Saturday, October 23, 2010

AMERIKUN EDJUCASHION


We need the Department of Education, right?


Where would our children be without them?

Well, the truth is, the Department of Education didn’t even exist until Jimmy Carter created it for the National Education Association in return for its political support.

The taxpayers in this country have spent, since 1965, an estimated $3 trillion on public education.

Think your tax dollars for education are well-spent? Consider the following statement by former Yale president Benno Schmidt:

"We have roughly doubled per-pupil spending (after inflation) in public schools since 1965… Yet high school students today are posting lower SAT scores than a generation ago. The nation's investment in educational improvement has produced very little return."

The numbers support this assertion. Between 1972 and 1992, the combined math and verbal scores on the Scholastic Aptitude Test (SAT) fell from an average of 937 to 899. This drop occurred despite the fact that the U.S. doubled its per-pupil spending, from $2,611 to $5,521 (in 1990 dollars) between 1965 and 1990.

Meanwhile, home schoolers that liberals like to write off as nut cases (ever listen to Bill Maher talk about them?) continue to outperform their “No Child Left Behind” counterparts. A Washington Times article from 2009 cites a study that indicates that the average home-school test results continue to be 30-plus percentile points higher than their public school counterparts.

Do you still think that giving the government more of your tax dollars will help education?

Whether the money does the job really doesn’t matter to Uncle Obama. In many cases, the worse the job, and the poorer the performance, the more money is likely to be thrown at a program.

Consider the results of a study released at the beginning of the year about Head Start, which in theory is supposed to narrow the performance gap between low-income children, ages three and four, and those whose parents have more money. Per their web site:

Head Start is a national program that promotes school readiness by enhancing the social and cognitive development of children through the provision of educational, health, nutritional, social and other services to enrolled children and families.

In the words of the Department of Health and Human Services, while enrolled in Head Start, students show improvement on measures of academic and social achievement. But all gains diminish and then disappear entirely within a few years of exiting the program.

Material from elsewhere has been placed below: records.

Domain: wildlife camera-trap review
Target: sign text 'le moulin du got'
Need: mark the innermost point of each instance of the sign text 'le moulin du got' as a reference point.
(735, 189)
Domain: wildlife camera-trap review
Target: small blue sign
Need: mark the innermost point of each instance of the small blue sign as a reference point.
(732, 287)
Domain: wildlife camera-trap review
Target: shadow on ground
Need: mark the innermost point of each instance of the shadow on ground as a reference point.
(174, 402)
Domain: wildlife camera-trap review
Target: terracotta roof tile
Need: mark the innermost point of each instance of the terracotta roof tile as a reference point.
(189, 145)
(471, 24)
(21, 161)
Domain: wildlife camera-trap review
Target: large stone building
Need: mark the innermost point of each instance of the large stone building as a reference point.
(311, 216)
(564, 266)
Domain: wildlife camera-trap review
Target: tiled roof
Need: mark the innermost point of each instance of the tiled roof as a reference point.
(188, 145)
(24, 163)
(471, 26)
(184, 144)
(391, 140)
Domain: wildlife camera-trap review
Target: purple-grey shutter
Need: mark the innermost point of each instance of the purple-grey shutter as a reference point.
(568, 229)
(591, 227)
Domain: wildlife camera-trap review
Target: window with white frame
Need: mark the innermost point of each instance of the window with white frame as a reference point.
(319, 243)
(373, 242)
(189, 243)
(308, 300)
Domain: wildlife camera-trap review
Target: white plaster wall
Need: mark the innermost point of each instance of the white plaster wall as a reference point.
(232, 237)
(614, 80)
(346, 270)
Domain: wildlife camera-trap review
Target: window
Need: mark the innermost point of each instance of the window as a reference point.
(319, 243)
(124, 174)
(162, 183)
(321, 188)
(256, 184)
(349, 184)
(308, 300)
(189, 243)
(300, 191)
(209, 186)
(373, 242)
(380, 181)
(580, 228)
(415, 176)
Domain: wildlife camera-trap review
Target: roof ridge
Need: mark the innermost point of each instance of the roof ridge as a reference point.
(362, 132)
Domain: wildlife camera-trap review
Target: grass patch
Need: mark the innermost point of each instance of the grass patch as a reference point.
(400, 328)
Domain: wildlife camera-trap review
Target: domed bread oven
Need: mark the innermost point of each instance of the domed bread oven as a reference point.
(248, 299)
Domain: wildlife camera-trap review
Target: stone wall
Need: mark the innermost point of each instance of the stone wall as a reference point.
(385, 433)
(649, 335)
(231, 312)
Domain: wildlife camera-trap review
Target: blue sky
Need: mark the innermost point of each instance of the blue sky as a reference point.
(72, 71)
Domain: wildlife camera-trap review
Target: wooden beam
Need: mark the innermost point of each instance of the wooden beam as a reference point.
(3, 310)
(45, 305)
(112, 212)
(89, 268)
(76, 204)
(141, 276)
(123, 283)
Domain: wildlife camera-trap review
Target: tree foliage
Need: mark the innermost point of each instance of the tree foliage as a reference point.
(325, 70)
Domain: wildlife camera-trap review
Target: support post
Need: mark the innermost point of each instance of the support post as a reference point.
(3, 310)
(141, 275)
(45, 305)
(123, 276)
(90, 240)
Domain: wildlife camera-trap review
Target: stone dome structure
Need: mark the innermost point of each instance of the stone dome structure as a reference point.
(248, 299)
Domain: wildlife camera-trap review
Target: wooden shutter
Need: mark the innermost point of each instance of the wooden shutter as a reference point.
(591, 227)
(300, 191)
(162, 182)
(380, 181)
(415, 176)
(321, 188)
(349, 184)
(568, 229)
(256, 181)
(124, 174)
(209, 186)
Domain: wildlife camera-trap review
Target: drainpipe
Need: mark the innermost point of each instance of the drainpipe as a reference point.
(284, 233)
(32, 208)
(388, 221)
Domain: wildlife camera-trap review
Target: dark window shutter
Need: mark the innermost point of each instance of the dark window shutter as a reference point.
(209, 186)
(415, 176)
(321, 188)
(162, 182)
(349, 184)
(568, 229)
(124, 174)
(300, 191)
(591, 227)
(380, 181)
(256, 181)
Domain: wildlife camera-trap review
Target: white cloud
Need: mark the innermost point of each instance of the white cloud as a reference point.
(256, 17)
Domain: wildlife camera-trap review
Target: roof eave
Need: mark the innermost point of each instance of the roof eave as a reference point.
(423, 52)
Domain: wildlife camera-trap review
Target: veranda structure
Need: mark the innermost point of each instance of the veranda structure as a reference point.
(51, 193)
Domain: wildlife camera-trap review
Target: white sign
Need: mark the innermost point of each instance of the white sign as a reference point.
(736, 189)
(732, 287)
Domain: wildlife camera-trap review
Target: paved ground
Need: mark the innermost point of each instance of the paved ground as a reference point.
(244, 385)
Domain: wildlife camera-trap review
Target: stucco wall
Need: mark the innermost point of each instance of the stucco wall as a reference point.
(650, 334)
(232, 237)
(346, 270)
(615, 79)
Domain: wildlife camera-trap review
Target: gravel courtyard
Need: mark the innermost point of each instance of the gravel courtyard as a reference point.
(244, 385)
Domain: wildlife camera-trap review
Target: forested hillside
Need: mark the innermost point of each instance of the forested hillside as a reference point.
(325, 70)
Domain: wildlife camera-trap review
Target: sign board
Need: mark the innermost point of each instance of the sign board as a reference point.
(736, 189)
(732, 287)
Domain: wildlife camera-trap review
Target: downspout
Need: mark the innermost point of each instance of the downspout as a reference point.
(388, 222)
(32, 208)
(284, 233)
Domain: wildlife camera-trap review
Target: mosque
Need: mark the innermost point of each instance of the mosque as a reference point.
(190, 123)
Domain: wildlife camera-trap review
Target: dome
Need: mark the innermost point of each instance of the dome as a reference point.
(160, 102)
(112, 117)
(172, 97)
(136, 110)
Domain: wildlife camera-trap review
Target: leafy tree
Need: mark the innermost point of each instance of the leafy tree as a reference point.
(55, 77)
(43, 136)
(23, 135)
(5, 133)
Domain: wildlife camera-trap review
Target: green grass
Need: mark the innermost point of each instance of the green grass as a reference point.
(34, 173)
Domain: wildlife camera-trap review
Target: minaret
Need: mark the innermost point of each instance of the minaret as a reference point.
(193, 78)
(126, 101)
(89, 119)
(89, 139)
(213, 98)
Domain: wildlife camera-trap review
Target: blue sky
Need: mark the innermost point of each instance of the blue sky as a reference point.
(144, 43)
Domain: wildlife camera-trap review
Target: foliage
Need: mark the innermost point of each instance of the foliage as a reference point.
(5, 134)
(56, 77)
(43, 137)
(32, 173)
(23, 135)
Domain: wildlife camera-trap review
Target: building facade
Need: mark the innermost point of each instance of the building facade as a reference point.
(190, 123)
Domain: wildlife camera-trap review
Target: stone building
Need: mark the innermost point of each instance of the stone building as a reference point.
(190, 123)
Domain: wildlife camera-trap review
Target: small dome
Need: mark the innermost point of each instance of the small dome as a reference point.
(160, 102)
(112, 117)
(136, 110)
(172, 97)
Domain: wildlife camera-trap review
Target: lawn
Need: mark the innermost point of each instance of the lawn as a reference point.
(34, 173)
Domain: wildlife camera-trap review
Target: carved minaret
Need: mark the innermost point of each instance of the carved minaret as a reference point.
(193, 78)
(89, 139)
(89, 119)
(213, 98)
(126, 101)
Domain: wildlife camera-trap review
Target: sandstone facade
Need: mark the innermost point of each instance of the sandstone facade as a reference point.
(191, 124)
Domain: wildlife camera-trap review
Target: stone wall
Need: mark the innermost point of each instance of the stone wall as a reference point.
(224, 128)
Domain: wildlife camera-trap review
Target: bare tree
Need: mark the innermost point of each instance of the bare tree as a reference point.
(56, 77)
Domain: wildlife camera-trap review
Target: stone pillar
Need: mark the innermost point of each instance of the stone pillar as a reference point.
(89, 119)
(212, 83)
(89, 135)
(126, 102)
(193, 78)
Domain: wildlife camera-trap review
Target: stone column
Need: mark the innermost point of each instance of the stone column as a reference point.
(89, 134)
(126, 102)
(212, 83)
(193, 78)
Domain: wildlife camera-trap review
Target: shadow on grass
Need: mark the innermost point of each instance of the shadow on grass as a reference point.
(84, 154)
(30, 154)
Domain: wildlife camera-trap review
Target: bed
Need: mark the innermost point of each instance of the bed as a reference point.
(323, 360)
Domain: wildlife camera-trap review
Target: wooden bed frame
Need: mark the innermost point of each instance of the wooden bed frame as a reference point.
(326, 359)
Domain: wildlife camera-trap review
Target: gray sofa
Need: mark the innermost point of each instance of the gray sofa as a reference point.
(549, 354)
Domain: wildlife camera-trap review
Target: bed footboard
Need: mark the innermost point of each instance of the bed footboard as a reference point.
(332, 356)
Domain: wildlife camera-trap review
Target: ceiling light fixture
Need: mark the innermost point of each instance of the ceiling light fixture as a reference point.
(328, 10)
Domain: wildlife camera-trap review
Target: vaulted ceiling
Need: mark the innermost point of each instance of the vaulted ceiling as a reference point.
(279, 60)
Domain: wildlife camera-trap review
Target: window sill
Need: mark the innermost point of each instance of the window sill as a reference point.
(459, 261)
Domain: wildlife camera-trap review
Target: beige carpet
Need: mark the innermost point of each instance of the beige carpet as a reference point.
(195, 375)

HHS summarized Head Start's short-lived impact this way: "In the long run, cognitive and socioemotional test scores of former Head Start students do not remain superior to those of disadvantaged children who did not attend Head Start."

More recently, the General Accounting Office reported that there is simply no evidence that Head Start provides lasting benefits. Essentially, children end up back where they started. Those findings are consistent with 40 years of research on early intervention that shows that short-term benefits are possible but lasting gains are elusive.

Put simply: It’s a failure. Having eaten up some $166 billion over 45 years, Head Start is a bust.

The drive to nationalize education is based on a lie.The idea that imposing national standards from Washington will make Americans more competitive is a myth.

This is not about education-Washington is all about power. The more that states and localities can be rendered dependent on federal dollars, the more power accrues to the liberal educational establishment. It makes it much easier to direct what should be taught.

Is the dumbing down of our children coincidence or conspiracy? Many would theorize this is a deliberate action aimed at furthering the Marxist goals of the government. If you look at the behavior of both parties, the Marxist agenda is hard to debunk.

Just because conspiracy theorists are paranoid doesn’t mean there’s no conspiracy. Look at some of the changes in schools over the last thirty years.

• Remove references to Christianity (“winter celebrations” instead of Christmas)
• Disallowed moments of silence for meditation or prayer
• Advocate homosexuality
• Lower test scores
• Intrusion into student’s lives outside of school (see my next post)

Is this a conspiracy? At a minimum, it is another example of our government’s vast incompetence and our inability to make them accountable.

I don’t have children. If I did, I’d be pretty pissed off at the school systems. I do not understand why parents are not.

1 comment:

  1. You must be one of those Republicans who hates children and education!

    Oh, wait! Sorry. That was just a knee-jerk reaction from the old liberal inside me. But when I pause long enough to actually consider what you're saying and, you know, THINK about it a little bit, I'm left with a different perception altogether - a perception less liberal and more neoconservative.

    Never mind. I don't think you hate children and education. I think you're just one of those wackyloon conspiracy theorists!